The cast are all fine and some innovations especially around Moreno's role are seamless updates. Some reviewers have queried Elgort as Tony and while there are some shaky moments, the actual role is problematic, which is difficult for an actor. Tony we are told is a bad dude, but all we see, until the climax, is an earnest lovelorn kid, a musical stereotype. It's an idealization role, almost like Candide, a part that Bernstein knew well enough in that work which makes it rather awkward.

The craft in this movie is to make a movie that has musical sections, not a genuine musical in that tradition which somehow hangs together through the tunes, however patchily dramatically it coheres. The difference in motivation is evident in the extended scenes and the additional dialogue which add very little to the original and pad out for a contemporary audience such notions that need more explanation. It is also seen in the disjunctive nature of time and space which pervades the film.

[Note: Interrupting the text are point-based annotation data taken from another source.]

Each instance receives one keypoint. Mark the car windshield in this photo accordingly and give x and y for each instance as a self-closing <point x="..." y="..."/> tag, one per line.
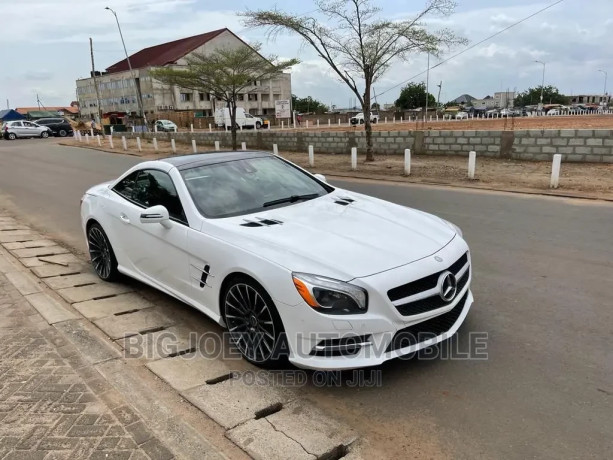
<point x="249" y="185"/>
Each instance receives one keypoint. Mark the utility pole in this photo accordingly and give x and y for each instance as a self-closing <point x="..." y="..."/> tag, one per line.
<point x="91" y="50"/>
<point x="427" y="87"/>
<point x="542" y="82"/>
<point x="138" y="95"/>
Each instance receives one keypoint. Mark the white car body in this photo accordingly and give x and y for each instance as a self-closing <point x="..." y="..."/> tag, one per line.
<point x="399" y="256"/>
<point x="243" y="119"/>
<point x="23" y="129"/>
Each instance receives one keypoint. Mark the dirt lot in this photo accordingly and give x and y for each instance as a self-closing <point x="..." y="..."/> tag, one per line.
<point x="588" y="180"/>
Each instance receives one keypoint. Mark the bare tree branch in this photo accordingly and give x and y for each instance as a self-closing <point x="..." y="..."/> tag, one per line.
<point x="356" y="44"/>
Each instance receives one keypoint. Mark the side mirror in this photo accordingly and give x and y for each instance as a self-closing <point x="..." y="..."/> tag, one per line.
<point x="156" y="215"/>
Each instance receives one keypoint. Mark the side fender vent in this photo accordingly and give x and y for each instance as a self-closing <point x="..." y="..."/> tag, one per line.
<point x="261" y="223"/>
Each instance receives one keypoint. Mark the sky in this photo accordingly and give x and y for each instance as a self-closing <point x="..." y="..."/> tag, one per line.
<point x="45" y="46"/>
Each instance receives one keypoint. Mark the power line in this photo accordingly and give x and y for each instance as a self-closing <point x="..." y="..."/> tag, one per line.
<point x="474" y="45"/>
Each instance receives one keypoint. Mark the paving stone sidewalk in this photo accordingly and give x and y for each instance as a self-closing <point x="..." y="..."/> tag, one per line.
<point x="53" y="404"/>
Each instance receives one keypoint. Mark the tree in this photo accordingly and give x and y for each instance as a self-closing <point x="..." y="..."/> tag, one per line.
<point x="357" y="44"/>
<point x="532" y="96"/>
<point x="413" y="96"/>
<point x="225" y="73"/>
<point x="308" y="104"/>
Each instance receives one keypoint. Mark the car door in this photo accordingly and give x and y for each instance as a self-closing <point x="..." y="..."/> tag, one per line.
<point x="156" y="252"/>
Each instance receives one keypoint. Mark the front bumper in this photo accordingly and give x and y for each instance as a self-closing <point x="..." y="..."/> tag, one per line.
<point x="394" y="344"/>
<point x="397" y="323"/>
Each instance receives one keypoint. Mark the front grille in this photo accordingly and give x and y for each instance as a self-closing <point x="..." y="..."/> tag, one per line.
<point x="428" y="329"/>
<point x="424" y="284"/>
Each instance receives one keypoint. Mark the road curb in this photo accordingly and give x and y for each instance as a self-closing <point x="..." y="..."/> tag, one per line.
<point x="68" y="297"/>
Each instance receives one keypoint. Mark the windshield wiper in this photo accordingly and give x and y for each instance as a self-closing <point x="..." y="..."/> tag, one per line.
<point x="291" y="199"/>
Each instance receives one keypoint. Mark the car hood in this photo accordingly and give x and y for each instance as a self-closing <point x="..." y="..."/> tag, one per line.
<point x="333" y="236"/>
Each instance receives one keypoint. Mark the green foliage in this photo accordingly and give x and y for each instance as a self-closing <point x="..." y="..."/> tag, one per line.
<point x="308" y="105"/>
<point x="532" y="96"/>
<point x="413" y="96"/>
<point x="225" y="73"/>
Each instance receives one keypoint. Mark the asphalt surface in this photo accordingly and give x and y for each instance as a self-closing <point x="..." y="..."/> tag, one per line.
<point x="543" y="271"/>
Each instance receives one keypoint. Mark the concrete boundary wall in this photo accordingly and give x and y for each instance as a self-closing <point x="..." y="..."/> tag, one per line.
<point x="575" y="145"/>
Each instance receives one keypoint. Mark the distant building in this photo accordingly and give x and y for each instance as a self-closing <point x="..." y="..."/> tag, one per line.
<point x="591" y="99"/>
<point x="33" y="112"/>
<point x="464" y="99"/>
<point x="118" y="87"/>
<point x="500" y="100"/>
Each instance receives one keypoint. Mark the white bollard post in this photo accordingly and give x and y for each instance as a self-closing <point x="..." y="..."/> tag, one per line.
<point x="407" y="162"/>
<point x="555" y="170"/>
<point x="472" y="162"/>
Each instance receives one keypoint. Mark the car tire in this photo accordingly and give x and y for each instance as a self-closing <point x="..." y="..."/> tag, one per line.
<point x="101" y="253"/>
<point x="254" y="324"/>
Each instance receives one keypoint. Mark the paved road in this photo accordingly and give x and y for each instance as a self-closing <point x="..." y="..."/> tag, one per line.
<point x="542" y="279"/>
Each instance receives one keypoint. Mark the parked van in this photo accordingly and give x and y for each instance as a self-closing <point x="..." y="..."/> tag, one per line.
<point x="243" y="119"/>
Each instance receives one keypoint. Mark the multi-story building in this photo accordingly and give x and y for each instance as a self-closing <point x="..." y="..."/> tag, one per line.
<point x="501" y="100"/>
<point x="591" y="99"/>
<point x="119" y="87"/>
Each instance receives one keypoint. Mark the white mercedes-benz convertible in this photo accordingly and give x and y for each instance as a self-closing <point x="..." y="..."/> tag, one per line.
<point x="293" y="267"/>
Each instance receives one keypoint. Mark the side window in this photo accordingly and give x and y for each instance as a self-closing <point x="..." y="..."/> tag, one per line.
<point x="125" y="188"/>
<point x="156" y="188"/>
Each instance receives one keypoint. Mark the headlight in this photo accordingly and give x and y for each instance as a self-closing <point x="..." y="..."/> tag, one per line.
<point x="330" y="296"/>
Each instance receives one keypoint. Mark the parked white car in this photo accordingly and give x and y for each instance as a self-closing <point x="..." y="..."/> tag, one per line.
<point x="358" y="119"/>
<point x="22" y="129"/>
<point x="293" y="267"/>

The most egregious instance of that is in the signature song, ''America''. As a huge singular sequence this comment may seem just plain wrong but in the drama, "America" comes after another sour encounter between the gangs and the Puerto Ricans are seething about life in America. The men have their pride but the women remind them it's one of poverty, and so caught between two rotten choices, the women make the case for staying. (In the stage version it is women only but, being Hollywood, they had to give the men something to do.)In the original film the sequence is at night, and confined to a small space which is like a battlefield; the women dance at the men in waves of attack and every good proposition the women offer, the men reject. It is antagonistic and full of irony.

In this remake, by comparison, "America" is set the next day and is separated by time from the mix-dance, which had created the tension that leads to the expression through ''America''.

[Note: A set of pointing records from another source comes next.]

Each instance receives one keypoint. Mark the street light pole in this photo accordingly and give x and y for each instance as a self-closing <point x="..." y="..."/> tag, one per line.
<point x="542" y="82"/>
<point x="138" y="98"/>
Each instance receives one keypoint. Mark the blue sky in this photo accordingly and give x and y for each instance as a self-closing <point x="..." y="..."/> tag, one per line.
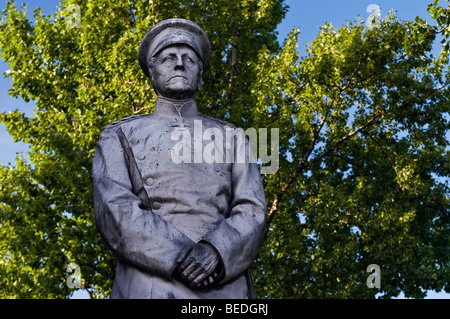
<point x="305" y="15"/>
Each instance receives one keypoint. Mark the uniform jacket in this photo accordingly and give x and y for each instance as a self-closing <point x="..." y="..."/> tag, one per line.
<point x="148" y="206"/>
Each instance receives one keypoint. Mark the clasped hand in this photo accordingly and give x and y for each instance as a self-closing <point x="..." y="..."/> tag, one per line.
<point x="197" y="265"/>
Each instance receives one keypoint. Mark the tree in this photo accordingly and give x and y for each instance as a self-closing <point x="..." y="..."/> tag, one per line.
<point x="364" y="165"/>
<point x="362" y="124"/>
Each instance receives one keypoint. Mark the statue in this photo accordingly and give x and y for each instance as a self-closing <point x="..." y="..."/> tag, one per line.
<point x="183" y="221"/>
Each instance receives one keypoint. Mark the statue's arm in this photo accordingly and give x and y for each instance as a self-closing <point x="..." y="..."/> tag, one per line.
<point x="134" y="234"/>
<point x="238" y="237"/>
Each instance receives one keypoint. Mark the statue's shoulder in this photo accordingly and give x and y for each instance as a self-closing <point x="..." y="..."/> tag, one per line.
<point x="127" y="119"/>
<point x="221" y="122"/>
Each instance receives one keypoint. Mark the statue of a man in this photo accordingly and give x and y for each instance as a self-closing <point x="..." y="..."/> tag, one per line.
<point x="181" y="226"/>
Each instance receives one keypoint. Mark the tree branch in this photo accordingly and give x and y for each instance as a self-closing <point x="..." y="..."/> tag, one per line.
<point x="301" y="165"/>
<point x="304" y="161"/>
<point x="346" y="137"/>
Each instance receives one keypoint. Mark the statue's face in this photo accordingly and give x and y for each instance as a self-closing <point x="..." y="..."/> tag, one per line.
<point x="176" y="72"/>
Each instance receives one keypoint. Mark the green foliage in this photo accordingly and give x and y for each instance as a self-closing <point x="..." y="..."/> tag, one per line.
<point x="363" y="151"/>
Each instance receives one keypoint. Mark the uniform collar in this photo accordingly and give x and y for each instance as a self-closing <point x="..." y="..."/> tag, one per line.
<point x="170" y="107"/>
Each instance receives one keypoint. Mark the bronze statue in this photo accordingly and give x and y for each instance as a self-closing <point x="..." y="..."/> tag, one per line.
<point x="184" y="217"/>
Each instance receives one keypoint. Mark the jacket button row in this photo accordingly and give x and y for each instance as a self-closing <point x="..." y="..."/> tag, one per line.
<point x="156" y="205"/>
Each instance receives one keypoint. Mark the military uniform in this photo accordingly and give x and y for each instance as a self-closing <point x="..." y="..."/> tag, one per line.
<point x="149" y="207"/>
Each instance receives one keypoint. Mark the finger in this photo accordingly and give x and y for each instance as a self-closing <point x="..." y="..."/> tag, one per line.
<point x="194" y="274"/>
<point x="199" y="279"/>
<point x="188" y="272"/>
<point x="184" y="253"/>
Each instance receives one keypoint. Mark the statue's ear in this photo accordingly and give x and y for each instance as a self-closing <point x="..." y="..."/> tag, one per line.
<point x="200" y="73"/>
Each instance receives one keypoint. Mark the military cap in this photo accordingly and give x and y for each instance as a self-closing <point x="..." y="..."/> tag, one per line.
<point x="173" y="31"/>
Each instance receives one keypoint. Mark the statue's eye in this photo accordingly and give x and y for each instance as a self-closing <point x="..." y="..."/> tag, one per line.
<point x="188" y="59"/>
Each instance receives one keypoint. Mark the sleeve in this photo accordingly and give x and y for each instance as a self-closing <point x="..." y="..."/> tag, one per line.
<point x="238" y="237"/>
<point x="135" y="234"/>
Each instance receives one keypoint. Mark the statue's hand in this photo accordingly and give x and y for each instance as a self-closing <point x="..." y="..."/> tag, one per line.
<point x="198" y="265"/>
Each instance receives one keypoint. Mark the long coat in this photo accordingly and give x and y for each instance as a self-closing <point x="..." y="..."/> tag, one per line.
<point x="152" y="198"/>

In this version it is morning, the Puerto Rican women gather from their apartments into the street and dance with their men, and they jeer and tease each other, as they dance along many New York blocks ending in grand finale with children joining the street chorines.

The sequence lacks bite and sneer and has lost its street battle setting as well as understanding of the song itself which pitches between two awful realities: poverty in Puerto Rico and racism in New York. The dancing children are enough to induce severe gastric reflux. Despite its sweep and grandeur, or rather because of it, the sequence is inane and disappointing.

There is no doubt that Arthur Laurents, who wrote the original book, would not like this film, but he disliked the 1961 film too, mainly for the actors and the unreality of real locations and musical theater conventions.

That aside, all things considered, it is pleasing enough, even if being new is not concordantly better.